Biotic indices aim to numerically describe the condition, or health, of a biotic community using a variety of metrics, such as richness, diversity, biological traits, and the relative abundances of pollution tolerant to sensitive species. Common biotic indices include: AZTI’s Marine Biotic Index (AMBI), Multivariate-AMBI (M-AMBI), and Benthic Index (BENTIX).

References & Further Reading:

Dietl, G.P., Kidwell, S.M., Brenner, M., Burney, D.A., Flessa, K.W., Jackson, S.T., and P.L. Koch. (2015). Conservation paleobiology: Leveraging knowledge of the past to inform conservation and restoration. Annual Reviews of Earth and Planetary Science, 43: 79-103. 

Kidwell, S. M., G. P. Dietl, and K. W. Flessa. 2009. Evaluating human modification of shallow marine ecosystems: mismatch in composition of molluscan living and time-averaged death assemblages. Paleontological Society Papers, 15: 113-139. 
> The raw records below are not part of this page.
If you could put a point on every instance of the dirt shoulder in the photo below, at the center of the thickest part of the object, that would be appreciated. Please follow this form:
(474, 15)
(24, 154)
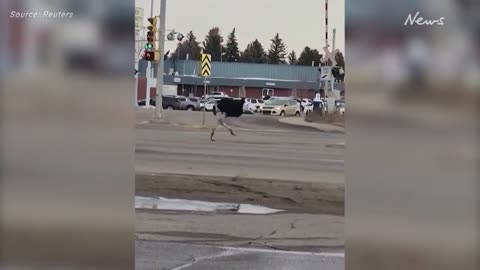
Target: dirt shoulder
(291, 196)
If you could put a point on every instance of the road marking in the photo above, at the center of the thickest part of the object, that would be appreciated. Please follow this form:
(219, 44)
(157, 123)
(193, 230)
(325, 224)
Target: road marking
(236, 250)
(161, 203)
(203, 258)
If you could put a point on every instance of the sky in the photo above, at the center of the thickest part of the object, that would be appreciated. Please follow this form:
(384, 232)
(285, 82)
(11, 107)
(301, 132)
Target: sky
(300, 23)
Kidwell, S. M. 2013. Time‐averaging and fidelity of modern death assemblages: building a taphonomic foundation for conservation palaeobiology. Palaeontology, 56(3): 487-522. 

Wijsman, J.W.M., Craeymeersch, J.A., and P.M.J. Herman. 2022. Comparing grab and dredge sampling for shoreface benthos using ten years of monitoring data from the Sand Motor mega nourishment. Journal of Sea Research, 188: 102259.